1. Introduction

Modern sequence models (especially Transformers) achieve strong performance due to their ability to learn from long contexts at scale. However, Transformers suffer from quadratic complexity and linearly growing memory (KV cache), which limits long-context modeling. To overcome this, recent research develops efficient recurrent alternatives that compress information into fixed-size memory, focusing on:

  1. Learning rules (from Hebbian → Delta → new variants)
  2. Forget gates (from LSTM → Mamba → Titan gates)
  3. Memory architectures (vector memory in RetNet, LRU; deep memory in Titans and TTT)

These advances raise a central question:

The authors reinterpret Transformers, Titans, and modern linear RNNs as associative memory systems, guided by a new concept called attentional bias—the internal objective that determines how models learn mappings between keys and values. Surprisingly, they observe that almost all existing models use only two types of attentional bias: dot-product similarity or ℓ₂ regression.

Based on this insight, they reinterpret forgetting mechanisms as retention ℓ₂-regularization, then introduce Miras, a general design framework defined by four choices:

  1. Attentional bias (memory objective)
  2. Retention gate
  3. Memory architecture
  4. Memory learning algorithm (optimizer)

Using Miras, they create three new sequence modelsMoneta, Yaad, and Memora—that incorporate new attentional biases and robust forgetting mechanisms. Experiments show that these models outperform current architectures in language modeling, reasoning, and memory-intensive tasks.

2. Method

2.1. Associative Memory and Attentional Bias

Associative memory maps keys (K) to values (V). The mapping is learned by optimizing an objective $\mathcal{L}$ called attentional bias.
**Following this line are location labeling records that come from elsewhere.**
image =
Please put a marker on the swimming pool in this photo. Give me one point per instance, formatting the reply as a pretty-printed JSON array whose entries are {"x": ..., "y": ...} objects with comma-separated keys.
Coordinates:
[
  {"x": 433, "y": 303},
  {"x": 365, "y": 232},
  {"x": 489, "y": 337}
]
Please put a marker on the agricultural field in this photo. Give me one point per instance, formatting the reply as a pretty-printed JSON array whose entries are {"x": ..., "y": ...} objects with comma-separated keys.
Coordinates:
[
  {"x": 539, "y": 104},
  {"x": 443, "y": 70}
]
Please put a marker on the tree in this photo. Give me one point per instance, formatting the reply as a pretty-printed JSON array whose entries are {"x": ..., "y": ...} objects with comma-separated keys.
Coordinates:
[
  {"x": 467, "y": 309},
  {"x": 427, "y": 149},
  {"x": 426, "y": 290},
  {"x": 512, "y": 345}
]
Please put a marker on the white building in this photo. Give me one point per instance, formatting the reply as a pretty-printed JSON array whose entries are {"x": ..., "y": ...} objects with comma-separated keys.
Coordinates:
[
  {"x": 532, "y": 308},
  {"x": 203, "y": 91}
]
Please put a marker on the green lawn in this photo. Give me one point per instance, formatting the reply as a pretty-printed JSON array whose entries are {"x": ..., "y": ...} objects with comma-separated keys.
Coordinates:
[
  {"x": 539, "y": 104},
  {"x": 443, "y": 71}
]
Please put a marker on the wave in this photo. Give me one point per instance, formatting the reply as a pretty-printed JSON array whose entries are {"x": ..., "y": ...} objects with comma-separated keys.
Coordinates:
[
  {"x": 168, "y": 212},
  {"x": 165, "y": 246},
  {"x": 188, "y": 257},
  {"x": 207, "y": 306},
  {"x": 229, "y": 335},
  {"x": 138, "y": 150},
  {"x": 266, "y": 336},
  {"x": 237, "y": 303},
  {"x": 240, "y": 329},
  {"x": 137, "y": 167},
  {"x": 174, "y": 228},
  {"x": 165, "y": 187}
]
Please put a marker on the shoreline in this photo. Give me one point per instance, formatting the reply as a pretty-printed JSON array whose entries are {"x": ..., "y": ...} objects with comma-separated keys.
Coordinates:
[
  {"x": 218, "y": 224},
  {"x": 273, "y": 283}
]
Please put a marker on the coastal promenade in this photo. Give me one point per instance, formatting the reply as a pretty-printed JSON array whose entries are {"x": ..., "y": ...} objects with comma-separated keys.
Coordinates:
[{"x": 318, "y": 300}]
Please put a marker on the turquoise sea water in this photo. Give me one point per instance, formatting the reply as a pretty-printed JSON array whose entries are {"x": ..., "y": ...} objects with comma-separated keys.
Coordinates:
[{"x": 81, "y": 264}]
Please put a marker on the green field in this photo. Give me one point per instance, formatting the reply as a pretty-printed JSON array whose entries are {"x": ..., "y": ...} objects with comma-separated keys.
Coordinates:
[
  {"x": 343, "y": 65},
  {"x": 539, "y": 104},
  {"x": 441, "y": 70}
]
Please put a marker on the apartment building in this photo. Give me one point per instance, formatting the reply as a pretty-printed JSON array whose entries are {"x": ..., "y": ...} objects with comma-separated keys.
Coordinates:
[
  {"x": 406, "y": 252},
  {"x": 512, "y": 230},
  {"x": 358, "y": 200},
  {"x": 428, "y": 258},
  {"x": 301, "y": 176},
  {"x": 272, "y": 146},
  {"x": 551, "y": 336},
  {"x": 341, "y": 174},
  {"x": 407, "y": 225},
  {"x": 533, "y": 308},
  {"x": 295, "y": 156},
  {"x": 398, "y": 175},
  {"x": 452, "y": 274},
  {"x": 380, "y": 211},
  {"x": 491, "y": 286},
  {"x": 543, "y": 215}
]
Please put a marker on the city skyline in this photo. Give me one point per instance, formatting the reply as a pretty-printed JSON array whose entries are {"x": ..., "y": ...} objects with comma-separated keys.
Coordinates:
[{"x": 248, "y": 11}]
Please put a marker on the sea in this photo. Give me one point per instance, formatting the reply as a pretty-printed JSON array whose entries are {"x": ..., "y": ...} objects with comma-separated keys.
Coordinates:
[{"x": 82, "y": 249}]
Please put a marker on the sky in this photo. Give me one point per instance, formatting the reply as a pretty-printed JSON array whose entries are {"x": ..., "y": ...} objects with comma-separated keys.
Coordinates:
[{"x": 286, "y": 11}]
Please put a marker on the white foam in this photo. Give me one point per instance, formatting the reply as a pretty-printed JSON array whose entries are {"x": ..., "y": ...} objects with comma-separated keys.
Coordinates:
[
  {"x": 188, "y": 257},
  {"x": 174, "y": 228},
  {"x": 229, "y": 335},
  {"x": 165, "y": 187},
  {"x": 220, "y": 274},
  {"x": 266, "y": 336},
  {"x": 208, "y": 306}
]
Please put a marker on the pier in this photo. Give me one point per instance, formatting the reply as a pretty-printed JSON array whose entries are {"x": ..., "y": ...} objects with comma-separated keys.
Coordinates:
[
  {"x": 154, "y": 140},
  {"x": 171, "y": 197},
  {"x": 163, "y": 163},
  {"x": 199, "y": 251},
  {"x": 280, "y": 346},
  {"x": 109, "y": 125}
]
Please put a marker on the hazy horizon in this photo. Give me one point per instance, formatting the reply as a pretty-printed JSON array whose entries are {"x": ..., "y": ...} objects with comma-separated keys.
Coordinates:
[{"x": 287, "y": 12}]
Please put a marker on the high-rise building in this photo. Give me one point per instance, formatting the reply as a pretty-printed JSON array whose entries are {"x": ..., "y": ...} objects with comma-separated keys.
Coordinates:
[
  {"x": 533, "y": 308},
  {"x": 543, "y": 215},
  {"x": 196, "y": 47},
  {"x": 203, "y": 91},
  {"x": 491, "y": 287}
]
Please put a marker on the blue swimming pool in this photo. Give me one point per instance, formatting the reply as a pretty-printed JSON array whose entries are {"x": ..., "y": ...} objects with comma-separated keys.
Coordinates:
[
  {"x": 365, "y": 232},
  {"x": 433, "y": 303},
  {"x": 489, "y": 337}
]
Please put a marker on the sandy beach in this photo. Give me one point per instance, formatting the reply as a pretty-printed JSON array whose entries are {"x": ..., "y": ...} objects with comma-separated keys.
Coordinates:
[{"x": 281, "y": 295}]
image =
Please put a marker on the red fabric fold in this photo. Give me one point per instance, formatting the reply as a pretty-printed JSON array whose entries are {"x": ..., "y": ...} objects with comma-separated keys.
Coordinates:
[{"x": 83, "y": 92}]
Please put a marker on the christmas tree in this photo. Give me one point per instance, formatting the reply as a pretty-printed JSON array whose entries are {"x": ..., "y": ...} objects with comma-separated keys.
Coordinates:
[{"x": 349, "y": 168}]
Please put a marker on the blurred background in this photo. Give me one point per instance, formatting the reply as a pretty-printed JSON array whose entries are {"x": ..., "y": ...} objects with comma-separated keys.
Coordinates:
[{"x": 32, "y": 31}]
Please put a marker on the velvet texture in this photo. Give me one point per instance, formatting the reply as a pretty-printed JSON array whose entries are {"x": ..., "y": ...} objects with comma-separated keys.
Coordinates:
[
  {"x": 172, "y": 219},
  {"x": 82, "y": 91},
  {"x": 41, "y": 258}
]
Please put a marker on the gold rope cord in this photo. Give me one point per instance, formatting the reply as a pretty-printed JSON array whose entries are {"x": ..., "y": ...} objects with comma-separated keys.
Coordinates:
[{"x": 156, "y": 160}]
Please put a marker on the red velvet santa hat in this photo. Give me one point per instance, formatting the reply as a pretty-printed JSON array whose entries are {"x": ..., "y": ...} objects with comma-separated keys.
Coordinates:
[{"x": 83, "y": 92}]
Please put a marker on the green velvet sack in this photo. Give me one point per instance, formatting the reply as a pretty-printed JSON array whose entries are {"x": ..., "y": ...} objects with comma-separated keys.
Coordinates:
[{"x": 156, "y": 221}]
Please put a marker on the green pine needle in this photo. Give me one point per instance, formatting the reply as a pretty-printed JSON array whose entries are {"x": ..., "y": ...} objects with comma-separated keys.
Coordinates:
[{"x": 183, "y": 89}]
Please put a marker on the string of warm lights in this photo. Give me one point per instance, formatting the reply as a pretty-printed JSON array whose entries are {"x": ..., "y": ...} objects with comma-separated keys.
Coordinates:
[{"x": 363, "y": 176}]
Formally, memory $\mathcal{M}$ is learned by:

$$ \mathcal{M}^* = \arg\min_{\mathcal{M}} \mathcal{L}(\mathcal{M}(K); V). $$

Remark 1

  • When memory is parameterized by a matrix $W$, we optimize $W$, not $\mathcal{M}$.
  • We may also add regularization $R(W)$ to retain past memory.

Remark 2

  • Learning keys–values is a meta-learning problem: inner-loop optimizes memory; outer-loop optimizes the rest of the network.

Remark 3

  • Forgetting is not explicit erasing; rather, the model may fail to retrieve past memory.
  • Therefore they use the term “Retention Gate”, not “Forget Gate”.

Remark 4

  • Most modern sequence models optimize the associative memory objective (attentional bias) via gradient descent.
  • The theory applies beyond GD, any optimization method can be used.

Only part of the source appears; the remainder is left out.